After several policy reversals, the conservative government introduced legislation to extend privacy protection to the private sector in April 2000. The Privacy Amendment (Private Sector) Act 2000 was passed in December 2000 and took effect in December 2001 (a year later for some small businesses). The law puts in place National Privacy Principles (NPPs) based on the National Principles for Fair Handling of Personal Information originally developed by the Federal Privacy Commissioner in 1998 as a self-regulatory substitute for legislation. Private companies are now required to observe these principles although they can apply to the Privacy Commissioner for approval of a self-developed Code of Practice containing principles that are an "overall equivalent" to the NPPs. The Act has been widely criticized as failing to meet international standards of privacy protection.
The NPPs impose a lower standard of protection in several areas than the EU Data Protection Directive. For example, organizations are required to obtain consent from customers for secondary use of their personal information for marketing purposes where it is "practicable"; otherwise, they can initiate direct marketing contact, providing they give the individual the choice to opt out of further communications. Controls on the transfer of personal information overseas are also limited, requiring only that organizations take "reasonable steps" to ensure personal information will be protected, or "reasonably believe" that the information will be subject to similar protection as applied in the Australian law. In addition, the Act provides for several broad exemptions for employee records (defined as a record of personal information relating to the employment of the employee including, for example, health information, contact details, salary or wages, performance and conduct, trade union membership, recreation and sick leaves, banking affairs, etc.); media organizations (defined very broadly); and small businesses (defined as having less than AUD 3 million annual turnover and not disclosing personal information for a benefit). According to the Federal Government the small business exemption will exempt about 94 percent of all Australian businesses but only 30 percent of total business sales.[574] There are also weaknesses in the enforcement regime including, for example, allowing privacy complaints to be handled initially by an industry-appointed code authority, although a right of appeal to the Privacy Commissioner was inserted by Opposition parties. The Act does, however, include an innovative principle of anonymity. Principle 8 states that: "Wherever it is lawful and practicable, individuals must have the option of not identifying themselves when entering into transactions with an organisation."

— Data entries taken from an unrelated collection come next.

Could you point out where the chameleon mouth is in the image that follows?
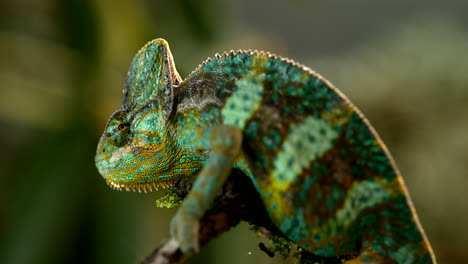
[106,179,174,193]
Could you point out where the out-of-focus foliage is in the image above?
[0,0,468,264]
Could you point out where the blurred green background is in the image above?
[0,0,468,264]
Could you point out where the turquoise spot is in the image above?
[325,196,336,211]
[315,243,336,257]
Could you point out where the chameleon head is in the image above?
[95,39,192,191]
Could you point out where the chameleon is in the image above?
[95,39,436,264]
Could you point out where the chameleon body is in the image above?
[96,39,435,264]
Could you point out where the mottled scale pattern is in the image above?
[96,39,435,264]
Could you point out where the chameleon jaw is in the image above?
[106,179,174,193]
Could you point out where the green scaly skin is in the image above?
[96,39,435,264]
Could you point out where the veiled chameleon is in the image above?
[96,39,435,264]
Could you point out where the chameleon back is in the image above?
[178,52,435,263]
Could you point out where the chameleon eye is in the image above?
[117,123,128,130]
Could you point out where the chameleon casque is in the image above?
[96,39,435,264]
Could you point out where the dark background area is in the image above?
[0,0,468,264]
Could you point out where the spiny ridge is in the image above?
[106,179,178,193]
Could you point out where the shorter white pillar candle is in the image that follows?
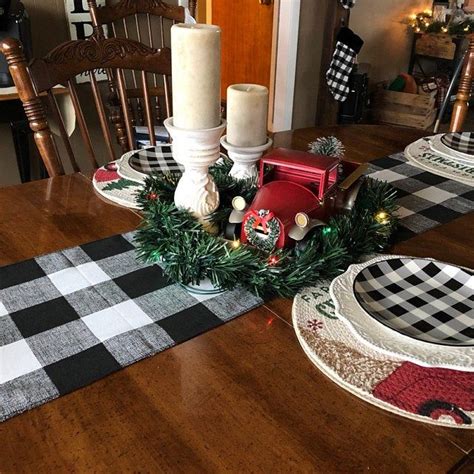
[227,84,268,147]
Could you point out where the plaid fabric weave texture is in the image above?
[368,153,474,241]
[0,234,262,421]
[326,41,355,102]
[340,0,357,8]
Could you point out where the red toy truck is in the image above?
[226,148,365,252]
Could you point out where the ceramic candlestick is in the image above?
[164,117,226,220]
[221,135,273,181]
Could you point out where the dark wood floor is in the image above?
[0,127,474,473]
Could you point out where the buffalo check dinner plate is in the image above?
[330,256,474,371]
[129,144,184,174]
[441,132,474,157]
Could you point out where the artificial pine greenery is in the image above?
[308,136,345,158]
[136,164,396,297]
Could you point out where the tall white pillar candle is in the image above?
[227,84,268,147]
[171,23,221,130]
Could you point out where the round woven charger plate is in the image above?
[292,281,474,429]
[92,155,143,209]
[405,137,474,186]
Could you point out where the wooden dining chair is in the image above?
[449,34,474,132]
[88,0,190,152]
[0,35,171,176]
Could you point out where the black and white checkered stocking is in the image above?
[326,28,364,102]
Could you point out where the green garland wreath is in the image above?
[135,160,397,297]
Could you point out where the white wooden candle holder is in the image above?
[164,117,226,219]
[221,135,273,180]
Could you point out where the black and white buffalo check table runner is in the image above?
[368,153,474,241]
[0,154,474,421]
[0,234,262,421]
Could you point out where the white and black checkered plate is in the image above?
[354,258,474,346]
[330,255,474,372]
[129,144,183,174]
[441,132,474,155]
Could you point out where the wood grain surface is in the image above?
[0,126,474,473]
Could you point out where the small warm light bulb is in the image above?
[375,211,390,225]
[268,255,280,266]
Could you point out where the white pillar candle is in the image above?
[226,84,268,147]
[171,23,221,130]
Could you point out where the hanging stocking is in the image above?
[340,0,357,8]
[326,28,364,102]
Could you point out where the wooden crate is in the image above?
[415,34,456,59]
[372,90,437,130]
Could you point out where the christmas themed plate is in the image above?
[92,161,143,209]
[430,135,474,166]
[441,132,474,158]
[405,137,474,186]
[330,256,474,371]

In March 2001 the Article 29 Data Protecting Working Party of the European Commission expressed many reservations about the Act, suggesting that it would not, as currently written, satisfy the adequacy test in Articles 25 and 26 of the EU Data Protection Directive for data to flow to third countries.[575] The group recommended the introduction of additional safeguards to address these concerns. In response, the Attorney General issued a press release stating that the Committee's comments "display an ignorance about Australia's law and practice and do not go to the substance of whether our law is fundamentally "adequate" from a trading point of view." He acknowledged that officials from Australia and Europe would "obviously" continue to talk but that "Australia will only look at options that do not impose unnecessary burdens on business." In May 2003, the Attorney General convened a meeting of a consultative group to discuss, amongst other things, three proposed amendments to meet some of the criticisms by the EU. These would extend correction rights to non-Australians, extend the scope of the transborder data flow control (Principle 9) to data about non-Australians, and ensure that the Privacy Commissioner could approve Codes of Practice that voluntarily covered otherwise exempt acts and practices. The government hopes to make these amendments within the next year. But some of the key EU objections would remain and may prevent an 'adequacy' assessment.

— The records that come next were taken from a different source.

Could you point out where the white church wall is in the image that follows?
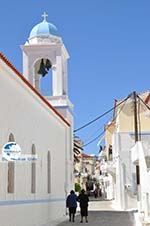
[0,57,73,226]
[113,133,137,209]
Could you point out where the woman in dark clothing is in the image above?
[66,190,77,222]
[77,189,89,223]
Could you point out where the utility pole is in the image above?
[133,91,140,191]
[133,91,139,143]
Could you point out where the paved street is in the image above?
[57,201,135,226]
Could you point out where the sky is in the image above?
[0,0,150,154]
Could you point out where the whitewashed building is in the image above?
[0,14,73,226]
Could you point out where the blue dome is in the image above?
[29,19,57,39]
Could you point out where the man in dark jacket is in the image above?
[66,190,77,222]
[77,189,89,223]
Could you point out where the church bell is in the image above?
[37,59,48,77]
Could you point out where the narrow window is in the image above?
[31,144,36,193]
[7,161,15,193]
[7,133,15,193]
[47,151,51,193]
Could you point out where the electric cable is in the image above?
[83,130,105,147]
[74,94,131,133]
[83,95,128,147]
[137,95,150,110]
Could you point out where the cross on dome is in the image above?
[42,12,48,21]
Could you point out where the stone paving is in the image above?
[57,201,135,226]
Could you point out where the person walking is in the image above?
[66,190,77,222]
[77,189,89,223]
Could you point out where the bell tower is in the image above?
[21,13,73,125]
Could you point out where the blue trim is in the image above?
[0,198,65,206]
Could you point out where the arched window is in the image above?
[31,144,36,193]
[8,133,15,142]
[7,133,15,193]
[47,151,51,193]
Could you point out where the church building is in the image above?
[0,13,73,226]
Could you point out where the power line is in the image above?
[137,95,150,110]
[83,130,105,147]
[83,93,129,147]
[74,94,131,133]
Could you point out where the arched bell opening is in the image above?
[34,58,52,96]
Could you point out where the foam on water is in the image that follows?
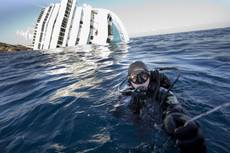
[0,28,230,153]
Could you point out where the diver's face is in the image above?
[131,78,150,89]
[129,69,150,88]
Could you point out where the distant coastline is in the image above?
[0,42,32,52]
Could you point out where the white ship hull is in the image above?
[33,0,129,50]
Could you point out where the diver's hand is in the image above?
[174,117,206,153]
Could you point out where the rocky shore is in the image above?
[0,42,32,52]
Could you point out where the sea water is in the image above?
[0,28,230,153]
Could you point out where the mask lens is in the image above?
[130,71,149,84]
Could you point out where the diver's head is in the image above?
[128,61,150,89]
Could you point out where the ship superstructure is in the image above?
[33,0,129,50]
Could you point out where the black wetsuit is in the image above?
[116,70,206,153]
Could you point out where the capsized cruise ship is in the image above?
[33,0,129,50]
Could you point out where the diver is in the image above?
[115,61,206,153]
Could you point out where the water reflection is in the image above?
[41,44,128,103]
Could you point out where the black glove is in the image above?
[166,113,206,153]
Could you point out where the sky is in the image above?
[0,0,230,44]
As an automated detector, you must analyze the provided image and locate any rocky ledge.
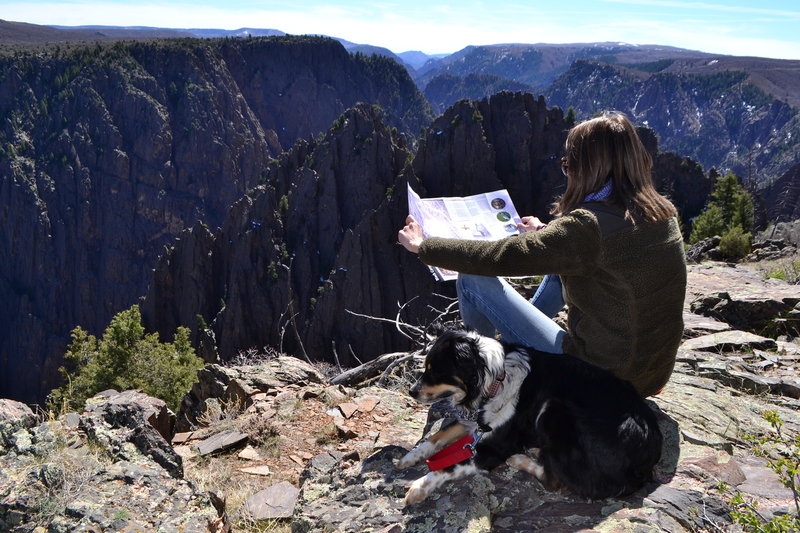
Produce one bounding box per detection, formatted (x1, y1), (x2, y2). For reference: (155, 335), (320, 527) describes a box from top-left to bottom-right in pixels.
(0, 263), (800, 533)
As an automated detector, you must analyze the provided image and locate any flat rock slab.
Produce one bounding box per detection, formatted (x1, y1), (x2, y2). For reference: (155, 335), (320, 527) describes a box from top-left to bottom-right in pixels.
(245, 481), (300, 520)
(239, 465), (272, 476)
(195, 430), (248, 455)
(686, 262), (800, 308)
(681, 330), (778, 353)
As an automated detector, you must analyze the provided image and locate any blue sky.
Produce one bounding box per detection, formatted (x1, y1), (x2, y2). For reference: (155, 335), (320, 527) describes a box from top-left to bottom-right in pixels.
(0, 0), (800, 59)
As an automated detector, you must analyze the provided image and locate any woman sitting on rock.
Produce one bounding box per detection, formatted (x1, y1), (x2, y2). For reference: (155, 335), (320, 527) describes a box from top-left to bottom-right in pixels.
(398, 112), (686, 396)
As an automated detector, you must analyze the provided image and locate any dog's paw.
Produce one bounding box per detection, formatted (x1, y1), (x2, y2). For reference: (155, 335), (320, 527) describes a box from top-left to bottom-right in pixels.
(506, 453), (544, 479)
(405, 478), (430, 506)
(394, 451), (419, 468)
(397, 441), (436, 468)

A promised review for privacy protection for employee records has yet to commence, although an inter-departmental committee has been looking into the need for specific privacy protection for childrens' personal information.
The Office of Privacy Commissioner,[576] which enforces the Privacy Act, was initially established as a member of the Human Rights and Equal Opportunity Commission but has been operating as a separate statutory agency since July 1, 2000. The Office has wide range of functions, including handling complaints, auditing compliance, promoting community awareness, and advising the government and others on privacy matters.
The Commissioner has so far approved two Codes of Practice under the private sector regime for the General Insurance Industry, which has its own adjudicator for complaints, and for Licensed Clubs in the state of Queensland, which defaults to the Privacy Commissioner for complaints. The Commissioner is at various stages of discussion on several other Codes, including ones prepared by the Associations covering Market Research; the Internet Industry (representing Internet Service Providers and Casinos).[577]
The Commissioner's office, which had received cut backs in the late 90's, received additional resources to accompany its jurisdiction over the private sector, which has become one of its main focuses since 2001. However, these resources have proved inadequate to cope with a major increase in inquiries and complaints, leading to a growing backlog.
The number of complaints received in 2002-03 will exceed 1,000, a more than five-fold increase since 2000-01, and enquiries have risen from 9,000 to 25,000 in the same period.[578] The largest single category of private sector complaints concerns use and disclosure (44%, including 11% about spam), followed by access (18%), collection (18%), security (9%) and data quality (9%).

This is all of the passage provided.